Евгений Акуленко - Ротмистр
— Потолкуй. Может отступится ишшо… Савка терзался целый день. Несколько раз взбирался на высокое крыльцо, безостановочно проговаривая про себя нужные слова, лапал щеколду, и в последний момент передумывал. Махнув рукой, разворачивался и уходил. Но когда ввечеру на подворье пришла дюжина саней, груженых железными чушками, не выдержал. Ввалился к хозяйке и прямо с порога выпалил, все, что накопилось на душе. Отваливались от валенок струпья снега, тая, расползались лужицами на полу. Глядел на них Савка, опустив голову, сминал в руках шапку.
— Все, што ль? — Евдокия оторвалась от вороха бумаг. — Ну, так и ступай с
Богом! Я уж думала стряслось чего… Заботливый, ишь ты! — и улыбнулась, обнажив ровные белые зубы. Савка пулей вылетел вон, проклиная Мыколу, себя и весь свет. В дверях столкнулся с Козьмой Ильиным, антоновским кузнецом. Слыхал Савка, будто манила хозяйка кузнеца к себе на заработки, посулив жалование вдвое против его, Козьмы, нынешнего дохода. 'Будь, что будет', решил Савка, 'По голове и шапка! Не мое то дело'.
А меж тем, кузня росла, как тесто на дрожжах. Да какая кузня! Не мастерская, а целый кузнечный цех. Когда метали стены, одного только моха на прокладку ушло пятнадцать возов: по возу на венец. Печники прожигали печи — проверяли тягу, и от этого, не смотря на непокрытые еще ребра крышных стропил, внутри было тепло. Начать выпуск Евдокия решила с чего попроще, с трехзубых вил. Взялись за дело рьяно. Одного работника поставили переплавлять чушки в железный прут. Второго — рубить прут на заготовки. Третий гнул ушки для насадки на вилошник — будущую деревянную рукоять. Четвертый собирал заготовки в целое, спаивал в печи. Пятый острил зубцы. Подсобные рабочие качали меха, подтаскивали дрова, убирали мусор — кузня гремела, вертелась, сыпала искрами и дышала пеклом.
При всем при этом, среди многочисленного народа был только один настоящий кузнец
— Козьма. Остальные работники по умению не годились даже в молотобойцы. Козьма молота в руках не держал, мягкое железо на наковальне не лепил — ходил кругом, без устали развешивал затрещины, молча, лишь бешено вращая глазами, в первый же день осипнув от крика. Первую партию трезубцев Козьма забраковал целиком, всю отправив в переплавку, не в силах глядеть на кособоких уродцев. Из второй отобрал пять лучших, худо-бедно годящихся на продажу. Из следующей — восемь.

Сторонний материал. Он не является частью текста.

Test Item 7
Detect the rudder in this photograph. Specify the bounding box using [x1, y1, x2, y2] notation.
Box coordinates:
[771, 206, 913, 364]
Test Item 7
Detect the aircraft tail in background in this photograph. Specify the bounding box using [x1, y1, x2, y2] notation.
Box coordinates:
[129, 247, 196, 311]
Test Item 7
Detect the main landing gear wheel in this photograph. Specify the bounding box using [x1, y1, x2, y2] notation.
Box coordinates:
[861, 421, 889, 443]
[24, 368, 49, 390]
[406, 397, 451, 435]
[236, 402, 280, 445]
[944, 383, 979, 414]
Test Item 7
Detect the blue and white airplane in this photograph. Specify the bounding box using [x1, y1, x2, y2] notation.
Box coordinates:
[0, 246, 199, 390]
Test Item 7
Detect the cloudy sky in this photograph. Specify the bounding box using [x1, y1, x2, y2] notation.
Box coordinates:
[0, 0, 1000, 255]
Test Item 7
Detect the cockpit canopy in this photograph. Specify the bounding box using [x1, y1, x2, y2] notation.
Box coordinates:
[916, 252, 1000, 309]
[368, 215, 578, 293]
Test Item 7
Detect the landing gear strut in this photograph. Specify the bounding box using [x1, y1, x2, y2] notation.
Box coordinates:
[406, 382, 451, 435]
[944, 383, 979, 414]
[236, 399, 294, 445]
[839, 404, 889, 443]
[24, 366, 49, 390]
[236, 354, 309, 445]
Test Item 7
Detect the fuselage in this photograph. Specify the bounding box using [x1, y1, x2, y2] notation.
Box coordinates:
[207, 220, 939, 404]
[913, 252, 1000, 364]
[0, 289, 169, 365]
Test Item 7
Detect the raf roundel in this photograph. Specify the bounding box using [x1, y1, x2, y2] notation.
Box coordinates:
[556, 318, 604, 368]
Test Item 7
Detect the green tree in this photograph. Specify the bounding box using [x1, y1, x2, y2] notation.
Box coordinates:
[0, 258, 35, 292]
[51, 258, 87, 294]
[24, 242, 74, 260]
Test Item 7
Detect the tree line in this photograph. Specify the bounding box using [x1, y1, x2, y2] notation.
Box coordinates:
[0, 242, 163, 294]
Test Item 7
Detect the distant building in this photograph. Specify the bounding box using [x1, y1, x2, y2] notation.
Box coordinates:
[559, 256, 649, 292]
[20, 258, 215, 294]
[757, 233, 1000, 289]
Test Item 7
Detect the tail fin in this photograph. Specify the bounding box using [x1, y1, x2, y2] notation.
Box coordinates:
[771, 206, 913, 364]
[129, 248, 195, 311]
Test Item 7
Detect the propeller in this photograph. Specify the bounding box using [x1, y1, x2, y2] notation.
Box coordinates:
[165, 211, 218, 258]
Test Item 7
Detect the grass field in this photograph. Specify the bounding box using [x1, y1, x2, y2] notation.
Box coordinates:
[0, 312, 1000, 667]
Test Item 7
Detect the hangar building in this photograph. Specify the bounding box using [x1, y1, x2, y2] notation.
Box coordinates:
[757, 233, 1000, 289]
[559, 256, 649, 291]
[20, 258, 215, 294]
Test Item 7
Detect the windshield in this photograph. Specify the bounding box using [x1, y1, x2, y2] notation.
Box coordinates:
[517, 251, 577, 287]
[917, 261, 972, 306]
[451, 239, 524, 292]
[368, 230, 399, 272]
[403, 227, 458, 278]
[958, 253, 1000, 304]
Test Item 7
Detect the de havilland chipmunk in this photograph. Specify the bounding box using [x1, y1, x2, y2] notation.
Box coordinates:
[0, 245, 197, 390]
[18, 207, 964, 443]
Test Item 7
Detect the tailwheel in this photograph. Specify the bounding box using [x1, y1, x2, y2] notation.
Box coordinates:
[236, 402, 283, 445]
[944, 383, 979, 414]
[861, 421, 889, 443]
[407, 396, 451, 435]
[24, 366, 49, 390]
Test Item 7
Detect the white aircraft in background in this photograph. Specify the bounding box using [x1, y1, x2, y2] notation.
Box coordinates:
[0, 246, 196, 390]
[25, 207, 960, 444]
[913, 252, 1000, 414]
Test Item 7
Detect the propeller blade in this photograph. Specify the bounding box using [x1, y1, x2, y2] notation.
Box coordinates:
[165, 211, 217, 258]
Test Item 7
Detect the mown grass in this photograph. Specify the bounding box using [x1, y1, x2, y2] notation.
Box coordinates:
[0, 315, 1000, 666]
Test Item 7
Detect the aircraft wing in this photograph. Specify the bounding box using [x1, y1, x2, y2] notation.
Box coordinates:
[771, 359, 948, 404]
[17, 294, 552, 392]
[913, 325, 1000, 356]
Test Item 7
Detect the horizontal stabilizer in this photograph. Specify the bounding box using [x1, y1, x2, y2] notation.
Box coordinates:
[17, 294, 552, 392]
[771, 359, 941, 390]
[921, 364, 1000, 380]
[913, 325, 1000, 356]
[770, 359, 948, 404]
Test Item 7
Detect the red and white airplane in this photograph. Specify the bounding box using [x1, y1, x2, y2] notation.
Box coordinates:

— Шуму много, а толку — пшик! — весело переговаривались антоновские кузнецы. — Каждый из нас в одиночку больше накует, чем вся эта ватага!..
— Воистину! Мастерство не пропьешь! — и отправлялись в кабак доказывать справедливость своих слов. Пуще всех радовался Ухватов, следящий за успехами молодой купчихи с ревностию необычайной.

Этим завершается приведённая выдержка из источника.